What is Outlier:- An outlier is a data in a dataset that is far away from the other data present in the dataset.
For Example:-
As you can see in the above photo a bird is far away from the other crowd of birds it is same in the dataset.
Why do the Outlier Occur:- It occurs due to the variance in the dataset .They may occur due to the skewness because if there is a skewness so there is always an outlier in the dataset.
How we can detect outlier in the dataset:- We can detect the outlier from the techeniques given below
1.Boxplot
2.Inter Quantile Range(IQR)
1.Boxplot:-
As you can see a circles in the above barplot they are the outliers .
2.Inter Quantile Range (IQR):-
The data points that lie 1.5 times of IQR above Q3 and below Q1 are outliers.
Steps to find the outlier
Make the dataset in ascending order
Then calculate the 1st and 3rd quartiles(Q1, Q3)
Then compute IQR=Q3-Q1
Then compute lower bound = (Q1–1.5*IQR), upper bound = (Q3+1.5*IQR)
Check the values of the dataset for those who fall below and the lower bound and above the upper bound and we can say them as outlier.
How to deal with the Outliers:- We can deal with the outliers with the following methods:-
1.Removing the Outlier:- In this we remove the outlier from the dataset
2.Quantile based Flooring and Capping:- In this the value is above the 90 percentile and below the 100 percentile value given in the dataset.
3.Imputation of Mean / Median:- In this we replaced the outlier with the median.
- Handling Imbalanced Data
What is Imbalanced Data:- The dataset where the dataset is not balanced it means there is a huge difference in the values given in the data set.
For example:–
In the above data the no fraud is high and the fraud data is very low so that it means the data is not normalize or balanced.
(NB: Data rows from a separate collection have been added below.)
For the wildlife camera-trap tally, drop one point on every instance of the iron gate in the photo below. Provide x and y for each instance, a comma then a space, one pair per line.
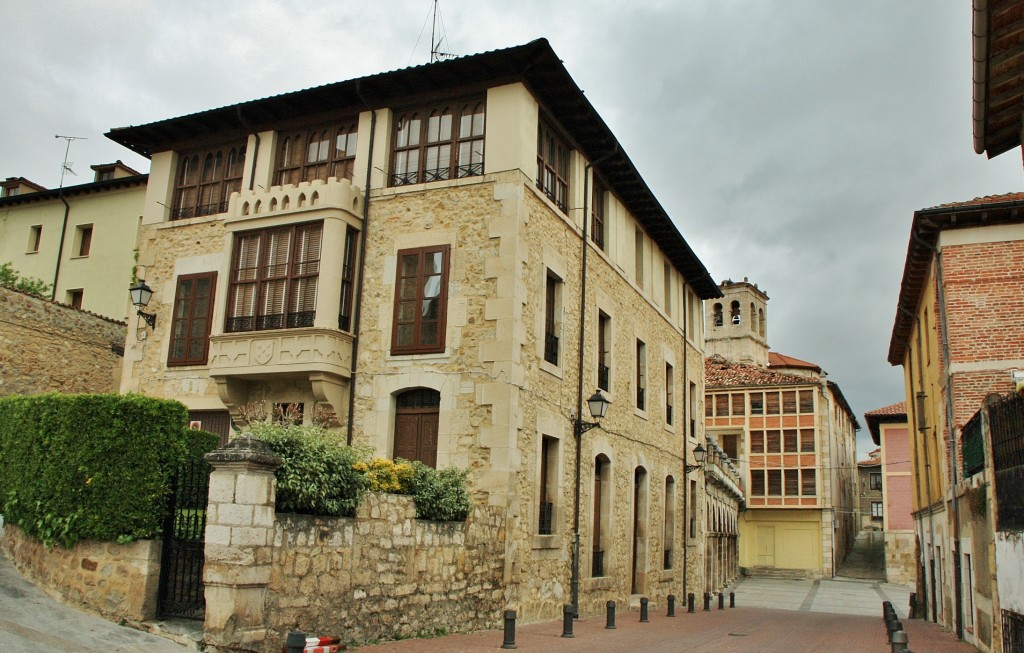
181, 567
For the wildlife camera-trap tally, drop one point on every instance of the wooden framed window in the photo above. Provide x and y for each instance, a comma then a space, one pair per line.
552, 165
438, 142
316, 153
190, 321
416, 420
421, 300
598, 214
206, 179
273, 278
347, 279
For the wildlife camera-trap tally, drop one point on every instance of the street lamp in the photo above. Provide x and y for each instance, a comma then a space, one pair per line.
598, 404
140, 296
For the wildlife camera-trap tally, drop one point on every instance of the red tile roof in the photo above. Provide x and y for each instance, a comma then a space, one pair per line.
776, 359
719, 373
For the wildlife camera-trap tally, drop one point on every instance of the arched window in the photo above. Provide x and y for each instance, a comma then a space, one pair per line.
416, 425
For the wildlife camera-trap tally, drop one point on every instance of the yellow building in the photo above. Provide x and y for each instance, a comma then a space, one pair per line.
79, 240
793, 436
450, 258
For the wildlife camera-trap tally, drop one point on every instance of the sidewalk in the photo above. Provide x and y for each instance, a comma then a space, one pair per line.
33, 622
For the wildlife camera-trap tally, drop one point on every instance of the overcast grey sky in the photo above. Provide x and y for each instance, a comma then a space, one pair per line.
791, 140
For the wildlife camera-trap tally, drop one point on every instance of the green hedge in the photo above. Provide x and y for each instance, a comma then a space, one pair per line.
89, 467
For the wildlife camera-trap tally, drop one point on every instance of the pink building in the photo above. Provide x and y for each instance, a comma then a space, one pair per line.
889, 430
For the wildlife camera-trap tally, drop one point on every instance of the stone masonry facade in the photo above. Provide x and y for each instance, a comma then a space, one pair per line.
50, 347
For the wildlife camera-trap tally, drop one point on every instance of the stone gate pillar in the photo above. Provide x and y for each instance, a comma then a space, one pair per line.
239, 543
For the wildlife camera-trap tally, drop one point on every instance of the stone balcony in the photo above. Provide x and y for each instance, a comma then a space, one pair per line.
322, 357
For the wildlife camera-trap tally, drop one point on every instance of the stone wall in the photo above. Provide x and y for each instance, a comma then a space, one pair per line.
385, 574
50, 347
119, 581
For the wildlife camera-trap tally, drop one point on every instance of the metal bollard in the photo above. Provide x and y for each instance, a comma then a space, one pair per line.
567, 613
899, 642
509, 642
295, 642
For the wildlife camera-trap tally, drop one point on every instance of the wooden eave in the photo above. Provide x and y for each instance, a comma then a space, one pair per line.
535, 63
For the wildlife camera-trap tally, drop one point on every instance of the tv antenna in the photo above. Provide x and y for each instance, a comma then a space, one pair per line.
66, 167
436, 40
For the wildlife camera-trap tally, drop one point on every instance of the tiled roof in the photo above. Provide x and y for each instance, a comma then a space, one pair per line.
895, 409
720, 373
776, 359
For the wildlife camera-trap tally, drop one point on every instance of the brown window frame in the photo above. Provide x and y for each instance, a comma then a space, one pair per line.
294, 277
184, 313
417, 347
462, 146
206, 178
296, 165
553, 157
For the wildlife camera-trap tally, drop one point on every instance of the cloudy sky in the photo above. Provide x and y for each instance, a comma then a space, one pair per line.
791, 140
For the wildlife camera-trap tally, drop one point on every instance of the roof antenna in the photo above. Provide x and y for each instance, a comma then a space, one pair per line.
66, 167
435, 41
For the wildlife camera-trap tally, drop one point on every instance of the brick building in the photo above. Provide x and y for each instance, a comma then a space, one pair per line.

How we can handle the imbalanced data in the dataset
We can handle the imbalanced data by few methods
1.Proper Evaluation Metric:- In this if the value of accuracy increases the chance of accurate value will increase and it will decrease the imbalanced data
Accuracy=Correct prediction upon the total no of prediction of the value
2.Oversampling and Undersampling:- When there is a imbalanced data we can easily oversample the minority class it is called Oversampling. When we randomly delete the rows from the majority class to match the minority class this is called Undersampling. After the sampling of the data the data we get is the balanced data
Summary:- In this blog we get to know about how to deal with the outliers and the imbalanced data in the dataset.